体勢を崩したらしいラステルが花畑へ叩きつけられた。渦のようにラステルを取り巻いていた光の粒子も影すら残さず霧散している。
だが、溢れんばかりの月の光を、リリスはごく身近に感じ取っていた。
リリスが唖然と見つめる先。依然何もわからないような顔でアルメリアが立ち尽くしている。ただ一つ違うのは、彼女の周囲を分厚い粒子の層が取り囲んでいることだった。まるで局地的な旋風のように粒子が渦を巻いて、姿が掠れて見えなくなるほどの眩い光が彼女を覆い尽くしている。
その粒子が何であるかは見ずとも容易に知れた。先刻までリリスやラステルが行使していた月の加護が、彼女のもとに吸い寄せられている。

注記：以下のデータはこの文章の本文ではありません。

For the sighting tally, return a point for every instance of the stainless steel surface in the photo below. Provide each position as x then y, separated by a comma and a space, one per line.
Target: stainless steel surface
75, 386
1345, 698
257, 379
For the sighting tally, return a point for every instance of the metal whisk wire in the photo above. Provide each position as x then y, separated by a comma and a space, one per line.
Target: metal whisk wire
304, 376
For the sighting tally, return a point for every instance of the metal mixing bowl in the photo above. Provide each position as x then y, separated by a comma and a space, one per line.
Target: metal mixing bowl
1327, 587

事実、不意に力を奪われたラステルは着地もままならず、リリスもまた、言い知れない憔悴が四肢の末端まで染みていくのを感じていた。
「アルメリア!」
リリスの呼びかけも耳に届いていないようで、半ば恍惚とも取れる表情で、虚ろな瞳で宙を眺めているだけだった。

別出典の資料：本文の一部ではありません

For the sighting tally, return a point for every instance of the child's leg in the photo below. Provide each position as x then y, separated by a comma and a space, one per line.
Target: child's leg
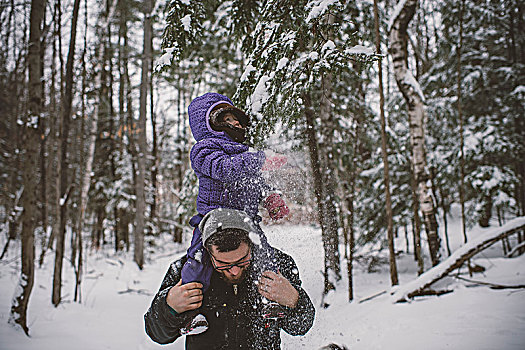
198, 267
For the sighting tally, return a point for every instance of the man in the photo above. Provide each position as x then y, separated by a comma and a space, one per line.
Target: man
232, 304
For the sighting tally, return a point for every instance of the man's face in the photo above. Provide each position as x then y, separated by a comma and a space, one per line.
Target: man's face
232, 265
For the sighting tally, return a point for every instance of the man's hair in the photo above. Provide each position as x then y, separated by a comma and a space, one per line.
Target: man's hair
228, 239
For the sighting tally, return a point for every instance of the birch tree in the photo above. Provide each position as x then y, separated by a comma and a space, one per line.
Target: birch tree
414, 98
384, 153
141, 136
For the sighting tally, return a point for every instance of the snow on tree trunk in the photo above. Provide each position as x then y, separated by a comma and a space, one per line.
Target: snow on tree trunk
384, 152
18, 315
313, 149
458, 258
413, 95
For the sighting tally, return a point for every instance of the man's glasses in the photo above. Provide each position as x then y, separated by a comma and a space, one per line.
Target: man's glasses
241, 263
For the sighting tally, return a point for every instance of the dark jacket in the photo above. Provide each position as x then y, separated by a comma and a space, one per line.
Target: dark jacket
229, 175
233, 313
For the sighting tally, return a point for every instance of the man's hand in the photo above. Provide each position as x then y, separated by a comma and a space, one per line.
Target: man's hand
185, 297
275, 287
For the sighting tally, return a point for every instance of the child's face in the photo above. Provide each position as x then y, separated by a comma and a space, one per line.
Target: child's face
232, 120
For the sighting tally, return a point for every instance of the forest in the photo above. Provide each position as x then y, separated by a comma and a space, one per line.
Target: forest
390, 115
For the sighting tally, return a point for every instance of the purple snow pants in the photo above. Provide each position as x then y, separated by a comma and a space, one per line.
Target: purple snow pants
198, 267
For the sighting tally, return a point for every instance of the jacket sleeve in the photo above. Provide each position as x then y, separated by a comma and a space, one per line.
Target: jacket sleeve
298, 320
211, 160
162, 323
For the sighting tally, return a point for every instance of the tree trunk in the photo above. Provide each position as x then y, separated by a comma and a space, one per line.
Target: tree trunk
416, 225
18, 315
154, 151
141, 137
386, 172
66, 114
413, 95
318, 189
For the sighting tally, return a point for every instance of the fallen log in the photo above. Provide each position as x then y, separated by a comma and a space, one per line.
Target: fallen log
456, 260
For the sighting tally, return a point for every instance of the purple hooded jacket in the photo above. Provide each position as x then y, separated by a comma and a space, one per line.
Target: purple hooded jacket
229, 176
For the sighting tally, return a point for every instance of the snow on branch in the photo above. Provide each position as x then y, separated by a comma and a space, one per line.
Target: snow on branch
485, 240
395, 13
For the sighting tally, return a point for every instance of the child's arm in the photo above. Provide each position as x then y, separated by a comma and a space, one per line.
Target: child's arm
211, 160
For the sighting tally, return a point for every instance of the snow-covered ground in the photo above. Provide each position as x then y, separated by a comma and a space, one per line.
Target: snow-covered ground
115, 295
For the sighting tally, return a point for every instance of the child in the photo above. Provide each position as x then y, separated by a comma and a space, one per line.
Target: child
229, 177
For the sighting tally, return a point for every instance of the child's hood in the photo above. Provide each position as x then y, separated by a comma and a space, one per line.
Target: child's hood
199, 113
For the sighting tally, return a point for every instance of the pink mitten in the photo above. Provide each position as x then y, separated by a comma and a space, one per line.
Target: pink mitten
276, 206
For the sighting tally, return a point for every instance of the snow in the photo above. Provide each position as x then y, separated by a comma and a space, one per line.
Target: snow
395, 14
319, 7
186, 22
409, 79
116, 294
401, 291
249, 68
260, 94
165, 59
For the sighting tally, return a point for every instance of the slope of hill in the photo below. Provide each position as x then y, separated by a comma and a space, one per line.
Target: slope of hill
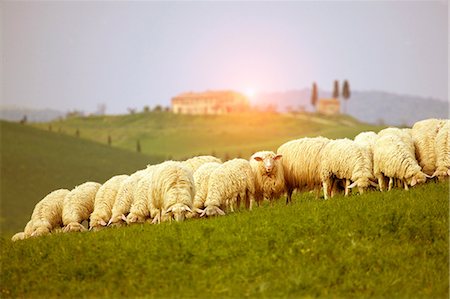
35, 162
182, 136
376, 245
373, 107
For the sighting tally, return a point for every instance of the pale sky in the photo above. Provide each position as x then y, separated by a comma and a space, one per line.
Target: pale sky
76, 55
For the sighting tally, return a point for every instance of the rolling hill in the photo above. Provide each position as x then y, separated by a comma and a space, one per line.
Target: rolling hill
35, 162
181, 136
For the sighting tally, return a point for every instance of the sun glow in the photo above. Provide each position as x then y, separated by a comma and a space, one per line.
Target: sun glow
250, 93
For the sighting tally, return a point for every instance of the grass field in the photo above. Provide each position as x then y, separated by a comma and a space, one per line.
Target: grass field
183, 136
36, 162
379, 245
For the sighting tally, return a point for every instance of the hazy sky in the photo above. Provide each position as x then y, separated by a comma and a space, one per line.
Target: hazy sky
76, 55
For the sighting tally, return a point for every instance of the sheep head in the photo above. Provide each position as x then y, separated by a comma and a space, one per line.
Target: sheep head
268, 160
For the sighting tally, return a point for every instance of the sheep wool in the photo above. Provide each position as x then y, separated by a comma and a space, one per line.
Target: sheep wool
194, 163
269, 176
46, 216
104, 201
344, 159
395, 160
201, 179
301, 163
229, 184
78, 206
424, 134
442, 151
125, 197
171, 192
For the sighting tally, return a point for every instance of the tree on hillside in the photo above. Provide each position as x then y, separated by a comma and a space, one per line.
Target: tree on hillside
336, 89
346, 93
314, 95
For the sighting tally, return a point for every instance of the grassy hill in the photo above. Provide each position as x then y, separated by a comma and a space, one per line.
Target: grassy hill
382, 245
35, 162
182, 136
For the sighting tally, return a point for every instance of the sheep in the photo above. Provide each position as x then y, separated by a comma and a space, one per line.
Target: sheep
229, 184
104, 201
395, 160
301, 163
194, 163
424, 135
78, 206
344, 159
269, 177
46, 216
201, 179
170, 192
125, 198
139, 209
442, 152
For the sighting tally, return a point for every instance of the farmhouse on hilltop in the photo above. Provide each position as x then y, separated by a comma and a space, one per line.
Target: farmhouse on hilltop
209, 102
328, 106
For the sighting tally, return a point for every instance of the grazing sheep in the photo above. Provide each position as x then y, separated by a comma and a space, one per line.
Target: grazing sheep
46, 216
424, 135
344, 159
301, 163
269, 177
78, 206
201, 179
395, 160
104, 201
229, 184
442, 152
139, 209
194, 163
125, 198
171, 192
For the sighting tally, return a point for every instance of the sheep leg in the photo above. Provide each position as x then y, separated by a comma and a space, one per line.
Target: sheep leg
405, 185
391, 183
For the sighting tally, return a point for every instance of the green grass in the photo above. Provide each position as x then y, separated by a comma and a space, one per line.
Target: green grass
182, 136
36, 162
382, 245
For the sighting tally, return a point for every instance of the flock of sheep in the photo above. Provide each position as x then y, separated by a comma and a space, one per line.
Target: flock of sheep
204, 186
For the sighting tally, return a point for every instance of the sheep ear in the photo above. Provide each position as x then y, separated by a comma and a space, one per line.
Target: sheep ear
352, 185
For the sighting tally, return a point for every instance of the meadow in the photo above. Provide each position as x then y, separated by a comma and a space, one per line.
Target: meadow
379, 245
390, 245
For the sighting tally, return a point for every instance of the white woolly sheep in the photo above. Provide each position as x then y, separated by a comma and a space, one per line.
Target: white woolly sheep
301, 163
171, 192
194, 163
229, 184
269, 176
395, 160
78, 206
124, 198
344, 159
139, 209
424, 135
46, 216
104, 201
442, 152
201, 179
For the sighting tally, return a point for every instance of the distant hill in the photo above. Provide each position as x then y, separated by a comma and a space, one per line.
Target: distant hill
373, 107
33, 115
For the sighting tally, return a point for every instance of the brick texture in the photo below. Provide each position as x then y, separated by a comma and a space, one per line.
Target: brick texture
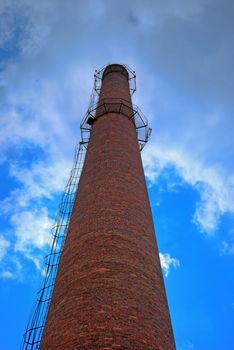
109, 291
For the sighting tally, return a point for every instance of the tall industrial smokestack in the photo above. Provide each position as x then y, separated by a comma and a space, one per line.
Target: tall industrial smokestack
109, 291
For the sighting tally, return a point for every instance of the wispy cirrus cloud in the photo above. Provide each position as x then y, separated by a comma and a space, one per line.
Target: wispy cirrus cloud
167, 262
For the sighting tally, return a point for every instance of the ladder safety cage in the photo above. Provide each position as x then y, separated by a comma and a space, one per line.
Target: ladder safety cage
33, 334
34, 331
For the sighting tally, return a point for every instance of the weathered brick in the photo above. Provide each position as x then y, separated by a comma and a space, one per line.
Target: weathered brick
109, 291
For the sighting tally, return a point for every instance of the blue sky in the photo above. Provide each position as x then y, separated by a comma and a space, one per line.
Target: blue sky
183, 56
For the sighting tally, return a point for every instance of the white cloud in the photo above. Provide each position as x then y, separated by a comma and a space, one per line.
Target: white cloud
45, 89
32, 229
167, 262
216, 192
4, 246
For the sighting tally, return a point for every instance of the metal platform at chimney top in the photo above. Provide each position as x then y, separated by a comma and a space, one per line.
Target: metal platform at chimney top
34, 331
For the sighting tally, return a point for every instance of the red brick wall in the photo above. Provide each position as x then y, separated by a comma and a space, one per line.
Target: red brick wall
109, 291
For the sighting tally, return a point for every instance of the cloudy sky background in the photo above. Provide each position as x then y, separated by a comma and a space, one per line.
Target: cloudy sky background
183, 53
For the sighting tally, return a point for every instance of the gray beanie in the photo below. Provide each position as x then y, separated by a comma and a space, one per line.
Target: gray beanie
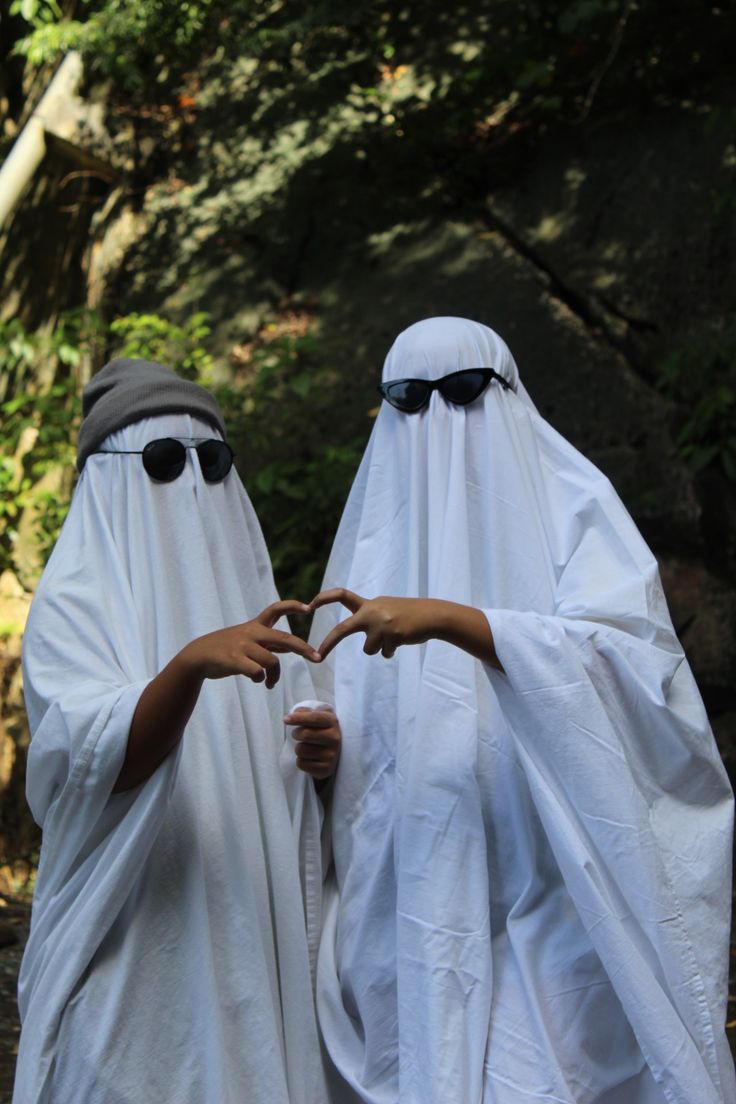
126, 391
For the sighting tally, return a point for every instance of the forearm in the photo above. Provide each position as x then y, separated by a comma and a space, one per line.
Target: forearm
159, 721
468, 628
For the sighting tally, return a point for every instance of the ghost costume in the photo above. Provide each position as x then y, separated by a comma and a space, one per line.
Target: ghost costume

そうして気を取られている隙に、ラステルが足元をふらつかせながらもリリスに蹴りかかったが、足先が腹部に触れる直前、柔らかくも強固な壁に跳ね返されるように吹き飛ばされていった。花びらを巻き上げながら起き上がったラステルの仮面のような顔にも、動揺の色がありありと浮かべられている。口元が小さく動いているところ見るに、独りでに何やら呟いているようだった。
人の形を模すのには月の加護も要するのだろう。頭部からは兎の耳が顔を出し、白い柔毛が露出した肌を覆い始めている。
自分が蹴られるはずだった場所を一瞥し、リリスは再びアルメリアへ視線を戻した。
ラステルの弾かれた空間に光の粒子が漂っている。おおよそこの場に感じる力は全てアルメリアの元に集約しているため、リリスを守ったのは彼女の他に考えられない。力のない足取りでリリスが歩み寄ると、うっすらと光の残る瞳でアルメリアがこちらを見下ろした。
「助けて……」
アルメリアは涙を流していた。ぽろぽろと透明な雫が輪郭から零れ落ちていく。四肢が指先までぴんと伸びたまま固まっており、涙を拭う動作も取れないようだった。
「何もわからなくて、痛くて……」
振り絞るような声でアルメリア。その辛さが手に取るように伝わってくるようで、リリスの胸の辺りが軋むようにきりきりと痛んだ。ただ見ているわけにもいかず、何度か触れようと試みたが、厚い粒子にやんわりと阻まれて、服の端すら咥えることすらできない。
「リリス、どうしよう――」
その言葉を最後にアルメリアの意識が途切れた。支えを失った人形のようにその場へ崩れ落ちる。すかさずリリスが駆け寄って、大きな背中でその体を受け止めた。
顔は青ざめ、肌は酷く冷え切っていたが、呼吸は落ち着いているようだ。そのことが何よりもリリスを安堵させた。
「……去れ。月の庇護が全く得られない今、貴様は牙も持たぬ、ただの惨めな小動物だ」
背を向けたままラステルに話しかける。
兎の姿に戻っていたラステルが、含み笑いを残し、跳ねながら去っていく。
「言ったはずだ。今日は顔見せだと」
「二度とその顔を見せるな!」
振り返って吠えた時にはラステルの姿は見えなくなっていた。
「……」
全てが去った後の花畑。
うつ伏せで倒れたアルメリアの頬を舐めるリリスの鼻を、懐かしい月の香りが掠めていった。
「アルメリア……ごめんなさい」
耳を垂らしてリリスがひたすらアルメリアの頬を舐め続ける。
美しい満月の夜。
郷愁がリリスの胸を締め上げていった。
数分後目を覚ましたアルメリアは、その夜のことを何も覚えていなかった。